Una sfida dichiarata al nostro mondo, a cui si dovrà rispondere mantenendo compatto quanto più possibile il fronte occidentale, andando anche a vedere gli eventuali bluff del presidente russo (ce ne saranno). Fermezza assoluta, ma anche sangue freddo e capacità di tenere aperto il dialogo con un uomo che ha ampiamente dimostrato di poter dire una cosa e fare esattamente l’opposto mantenendo una glaciale indifferenza e con artifici retorici vecchi come il mondo.
Non sarà facile e neppure piacevole, ma è l’unico modo per aiutare l’Ucraina e soprattutto tentare di evitare una guerra totale russo-ucriana, in cui l’Occidente non sarebbe certo disposto a “morire per Kiev“ intervenendo direttamente (e Putin lo sa).

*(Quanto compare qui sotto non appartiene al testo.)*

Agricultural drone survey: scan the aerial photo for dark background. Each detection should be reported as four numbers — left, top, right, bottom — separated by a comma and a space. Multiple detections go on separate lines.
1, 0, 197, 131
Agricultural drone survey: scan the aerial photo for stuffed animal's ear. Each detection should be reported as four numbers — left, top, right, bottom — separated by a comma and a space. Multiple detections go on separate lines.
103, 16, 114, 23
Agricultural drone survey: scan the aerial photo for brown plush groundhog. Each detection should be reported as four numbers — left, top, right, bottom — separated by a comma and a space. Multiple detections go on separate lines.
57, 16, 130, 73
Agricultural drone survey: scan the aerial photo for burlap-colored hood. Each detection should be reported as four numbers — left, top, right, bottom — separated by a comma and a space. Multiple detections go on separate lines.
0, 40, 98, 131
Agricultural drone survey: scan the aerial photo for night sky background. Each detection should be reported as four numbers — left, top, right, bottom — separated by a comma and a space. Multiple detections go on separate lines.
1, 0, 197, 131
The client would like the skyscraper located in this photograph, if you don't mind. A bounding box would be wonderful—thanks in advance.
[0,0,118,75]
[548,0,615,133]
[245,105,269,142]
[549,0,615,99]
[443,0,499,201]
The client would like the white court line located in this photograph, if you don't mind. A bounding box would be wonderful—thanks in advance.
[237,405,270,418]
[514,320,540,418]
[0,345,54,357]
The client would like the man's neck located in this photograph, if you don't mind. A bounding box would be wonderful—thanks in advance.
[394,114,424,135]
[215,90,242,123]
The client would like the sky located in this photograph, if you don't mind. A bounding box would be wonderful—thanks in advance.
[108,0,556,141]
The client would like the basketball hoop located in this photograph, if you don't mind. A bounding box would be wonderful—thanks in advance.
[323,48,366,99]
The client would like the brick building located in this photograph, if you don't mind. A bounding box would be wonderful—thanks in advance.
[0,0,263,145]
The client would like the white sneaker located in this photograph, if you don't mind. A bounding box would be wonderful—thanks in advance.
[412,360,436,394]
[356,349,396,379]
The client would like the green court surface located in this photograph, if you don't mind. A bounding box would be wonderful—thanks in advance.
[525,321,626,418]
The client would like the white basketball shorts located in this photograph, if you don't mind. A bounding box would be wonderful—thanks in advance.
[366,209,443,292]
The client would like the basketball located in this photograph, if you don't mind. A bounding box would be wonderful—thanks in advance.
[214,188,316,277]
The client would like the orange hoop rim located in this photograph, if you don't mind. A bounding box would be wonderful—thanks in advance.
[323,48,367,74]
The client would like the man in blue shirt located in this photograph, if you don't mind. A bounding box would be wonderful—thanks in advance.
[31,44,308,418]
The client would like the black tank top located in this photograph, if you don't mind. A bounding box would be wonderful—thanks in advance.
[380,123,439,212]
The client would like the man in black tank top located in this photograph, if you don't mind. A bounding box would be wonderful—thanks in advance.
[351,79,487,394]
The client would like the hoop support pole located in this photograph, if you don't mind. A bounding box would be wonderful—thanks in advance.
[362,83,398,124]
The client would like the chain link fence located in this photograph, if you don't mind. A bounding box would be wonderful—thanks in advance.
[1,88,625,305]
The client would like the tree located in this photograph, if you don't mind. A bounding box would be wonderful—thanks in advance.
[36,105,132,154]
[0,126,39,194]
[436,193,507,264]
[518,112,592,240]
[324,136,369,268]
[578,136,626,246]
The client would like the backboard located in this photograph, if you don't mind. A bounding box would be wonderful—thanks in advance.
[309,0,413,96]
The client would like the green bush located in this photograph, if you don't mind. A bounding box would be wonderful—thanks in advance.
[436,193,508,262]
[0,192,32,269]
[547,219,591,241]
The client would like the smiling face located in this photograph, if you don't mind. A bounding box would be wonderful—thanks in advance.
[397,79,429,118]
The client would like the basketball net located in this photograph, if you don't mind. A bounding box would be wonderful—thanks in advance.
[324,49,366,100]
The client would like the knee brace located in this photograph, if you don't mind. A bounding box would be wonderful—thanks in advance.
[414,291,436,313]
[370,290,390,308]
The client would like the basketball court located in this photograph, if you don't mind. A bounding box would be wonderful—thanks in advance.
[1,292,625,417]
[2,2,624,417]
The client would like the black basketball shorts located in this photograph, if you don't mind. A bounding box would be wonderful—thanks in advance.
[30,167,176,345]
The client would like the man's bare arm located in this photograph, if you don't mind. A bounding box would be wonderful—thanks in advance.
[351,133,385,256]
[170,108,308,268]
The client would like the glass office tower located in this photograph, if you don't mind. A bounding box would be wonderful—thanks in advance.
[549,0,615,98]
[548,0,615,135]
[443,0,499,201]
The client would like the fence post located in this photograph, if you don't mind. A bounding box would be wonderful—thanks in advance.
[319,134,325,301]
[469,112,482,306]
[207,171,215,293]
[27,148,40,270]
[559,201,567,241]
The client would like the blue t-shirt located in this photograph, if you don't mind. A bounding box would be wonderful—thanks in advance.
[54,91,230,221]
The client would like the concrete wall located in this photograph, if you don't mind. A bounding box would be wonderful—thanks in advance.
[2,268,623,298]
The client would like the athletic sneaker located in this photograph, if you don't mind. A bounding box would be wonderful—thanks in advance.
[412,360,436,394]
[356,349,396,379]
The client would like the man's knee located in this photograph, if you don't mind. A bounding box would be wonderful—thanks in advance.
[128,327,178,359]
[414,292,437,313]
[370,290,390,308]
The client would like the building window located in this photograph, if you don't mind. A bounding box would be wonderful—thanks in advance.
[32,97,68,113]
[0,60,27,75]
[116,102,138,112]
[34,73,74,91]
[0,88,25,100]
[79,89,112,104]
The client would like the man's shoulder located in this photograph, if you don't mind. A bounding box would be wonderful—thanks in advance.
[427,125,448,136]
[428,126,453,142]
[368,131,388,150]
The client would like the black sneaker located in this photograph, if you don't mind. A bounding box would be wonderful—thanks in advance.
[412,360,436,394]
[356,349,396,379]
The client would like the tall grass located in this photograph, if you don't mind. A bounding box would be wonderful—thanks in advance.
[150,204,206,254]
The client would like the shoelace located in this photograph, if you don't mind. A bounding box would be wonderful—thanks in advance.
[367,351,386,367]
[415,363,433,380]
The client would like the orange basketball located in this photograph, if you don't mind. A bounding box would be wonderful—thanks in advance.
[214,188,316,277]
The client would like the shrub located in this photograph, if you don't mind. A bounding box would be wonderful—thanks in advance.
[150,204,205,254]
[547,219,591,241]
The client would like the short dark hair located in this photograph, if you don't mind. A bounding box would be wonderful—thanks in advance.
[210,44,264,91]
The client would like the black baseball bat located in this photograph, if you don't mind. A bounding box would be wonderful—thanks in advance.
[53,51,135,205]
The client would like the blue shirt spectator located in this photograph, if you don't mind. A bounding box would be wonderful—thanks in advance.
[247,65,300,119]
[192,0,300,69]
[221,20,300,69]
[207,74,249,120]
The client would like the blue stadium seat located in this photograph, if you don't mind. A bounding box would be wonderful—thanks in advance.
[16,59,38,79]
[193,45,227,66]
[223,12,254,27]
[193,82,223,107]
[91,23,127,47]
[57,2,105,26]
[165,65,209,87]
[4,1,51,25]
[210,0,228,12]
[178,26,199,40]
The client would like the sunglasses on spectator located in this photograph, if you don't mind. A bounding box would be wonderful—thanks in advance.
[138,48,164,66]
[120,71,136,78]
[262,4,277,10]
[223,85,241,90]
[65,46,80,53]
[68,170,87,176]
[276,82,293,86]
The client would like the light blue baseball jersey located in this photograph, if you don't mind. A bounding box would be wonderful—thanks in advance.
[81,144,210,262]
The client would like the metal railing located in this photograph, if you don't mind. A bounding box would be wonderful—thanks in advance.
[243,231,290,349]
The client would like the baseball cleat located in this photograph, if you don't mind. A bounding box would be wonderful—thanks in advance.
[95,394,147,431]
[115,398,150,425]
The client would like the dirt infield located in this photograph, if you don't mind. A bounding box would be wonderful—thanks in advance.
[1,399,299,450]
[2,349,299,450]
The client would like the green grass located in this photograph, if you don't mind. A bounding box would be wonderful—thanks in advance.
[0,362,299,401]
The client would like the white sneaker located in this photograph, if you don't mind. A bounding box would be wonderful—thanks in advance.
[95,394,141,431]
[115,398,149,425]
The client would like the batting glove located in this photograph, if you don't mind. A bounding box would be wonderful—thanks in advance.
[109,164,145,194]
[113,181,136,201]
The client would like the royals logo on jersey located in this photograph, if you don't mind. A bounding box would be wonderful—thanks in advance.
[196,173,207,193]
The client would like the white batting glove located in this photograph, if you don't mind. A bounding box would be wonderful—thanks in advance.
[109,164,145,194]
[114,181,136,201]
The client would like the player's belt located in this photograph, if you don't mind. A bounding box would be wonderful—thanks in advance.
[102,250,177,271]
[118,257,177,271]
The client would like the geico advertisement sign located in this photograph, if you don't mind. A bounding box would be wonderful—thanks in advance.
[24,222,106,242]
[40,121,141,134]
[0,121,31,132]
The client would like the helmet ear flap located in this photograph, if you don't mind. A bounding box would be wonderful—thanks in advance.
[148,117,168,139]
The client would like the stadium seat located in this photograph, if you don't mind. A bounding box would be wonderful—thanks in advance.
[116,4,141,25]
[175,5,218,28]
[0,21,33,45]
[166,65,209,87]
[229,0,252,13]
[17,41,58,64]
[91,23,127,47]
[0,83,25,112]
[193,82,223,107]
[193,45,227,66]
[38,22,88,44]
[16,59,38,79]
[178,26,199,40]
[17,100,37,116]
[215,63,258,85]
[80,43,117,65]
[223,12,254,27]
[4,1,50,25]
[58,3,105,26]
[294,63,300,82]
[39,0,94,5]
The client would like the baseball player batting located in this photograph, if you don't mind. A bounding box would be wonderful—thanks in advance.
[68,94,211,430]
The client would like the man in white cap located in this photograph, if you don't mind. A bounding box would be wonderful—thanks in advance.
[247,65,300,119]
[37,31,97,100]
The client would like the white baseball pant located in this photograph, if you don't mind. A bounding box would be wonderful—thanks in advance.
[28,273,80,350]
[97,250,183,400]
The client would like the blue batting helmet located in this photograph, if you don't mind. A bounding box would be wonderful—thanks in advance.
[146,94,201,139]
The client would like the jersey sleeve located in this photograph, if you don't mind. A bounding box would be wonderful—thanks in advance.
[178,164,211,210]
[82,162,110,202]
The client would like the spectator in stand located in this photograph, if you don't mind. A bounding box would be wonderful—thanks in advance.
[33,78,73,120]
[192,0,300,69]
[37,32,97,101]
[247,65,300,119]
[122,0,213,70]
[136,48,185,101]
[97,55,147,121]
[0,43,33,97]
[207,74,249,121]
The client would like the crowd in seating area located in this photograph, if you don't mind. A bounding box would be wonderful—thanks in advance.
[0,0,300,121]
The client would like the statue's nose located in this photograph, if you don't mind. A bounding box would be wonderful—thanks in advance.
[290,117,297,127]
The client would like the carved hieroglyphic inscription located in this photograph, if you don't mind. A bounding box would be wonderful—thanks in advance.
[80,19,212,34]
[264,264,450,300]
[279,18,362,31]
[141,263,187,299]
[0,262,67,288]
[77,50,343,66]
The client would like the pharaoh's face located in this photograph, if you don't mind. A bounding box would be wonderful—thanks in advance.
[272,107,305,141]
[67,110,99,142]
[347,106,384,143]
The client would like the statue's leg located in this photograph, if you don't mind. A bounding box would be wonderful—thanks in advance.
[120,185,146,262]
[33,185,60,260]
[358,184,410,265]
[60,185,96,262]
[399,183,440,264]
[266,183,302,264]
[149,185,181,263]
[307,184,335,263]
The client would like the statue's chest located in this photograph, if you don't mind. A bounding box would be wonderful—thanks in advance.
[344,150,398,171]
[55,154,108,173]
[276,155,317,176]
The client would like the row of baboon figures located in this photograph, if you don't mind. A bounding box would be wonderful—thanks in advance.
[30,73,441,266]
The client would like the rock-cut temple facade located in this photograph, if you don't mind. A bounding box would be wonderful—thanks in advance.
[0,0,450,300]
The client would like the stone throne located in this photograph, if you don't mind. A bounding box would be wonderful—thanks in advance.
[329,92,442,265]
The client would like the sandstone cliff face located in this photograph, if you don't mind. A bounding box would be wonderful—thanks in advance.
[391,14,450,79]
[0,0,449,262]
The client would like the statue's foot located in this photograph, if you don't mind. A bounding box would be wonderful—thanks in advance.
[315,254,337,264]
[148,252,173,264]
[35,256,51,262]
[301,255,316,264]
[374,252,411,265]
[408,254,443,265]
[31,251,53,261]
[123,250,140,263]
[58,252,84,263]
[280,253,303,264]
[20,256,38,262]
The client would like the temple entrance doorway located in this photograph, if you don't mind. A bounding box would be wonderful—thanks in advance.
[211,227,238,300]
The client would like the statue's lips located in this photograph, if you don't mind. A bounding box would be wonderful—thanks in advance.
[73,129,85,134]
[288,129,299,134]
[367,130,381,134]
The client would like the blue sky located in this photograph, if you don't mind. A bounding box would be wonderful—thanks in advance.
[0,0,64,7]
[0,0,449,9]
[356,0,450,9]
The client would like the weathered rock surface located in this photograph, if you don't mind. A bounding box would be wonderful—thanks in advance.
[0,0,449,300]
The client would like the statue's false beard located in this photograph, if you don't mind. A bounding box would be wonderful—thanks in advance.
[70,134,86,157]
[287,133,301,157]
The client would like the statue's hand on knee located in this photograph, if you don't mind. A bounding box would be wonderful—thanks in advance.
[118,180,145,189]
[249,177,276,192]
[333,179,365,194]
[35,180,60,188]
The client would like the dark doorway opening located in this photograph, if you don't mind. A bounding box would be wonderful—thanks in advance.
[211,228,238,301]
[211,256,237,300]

È una buona cosa, in quest’ottica, che il viaggio di Draghi a Mosca resti confermato, almeno per il momento. Più in generale, sarà bene ricordarsi con chi abbiamo a che fare, quando andranno prese decisioni strategiche per il futuro energetico dell’Italia e sul nostro posizionamento geopolitico. Ci risuonano ancora nelle orecchie certe prelibatezze populiste sentite solo pochi anni fa – “mi sento più a casa a Mosca che a Washington” – oggi particolarmente sinistre.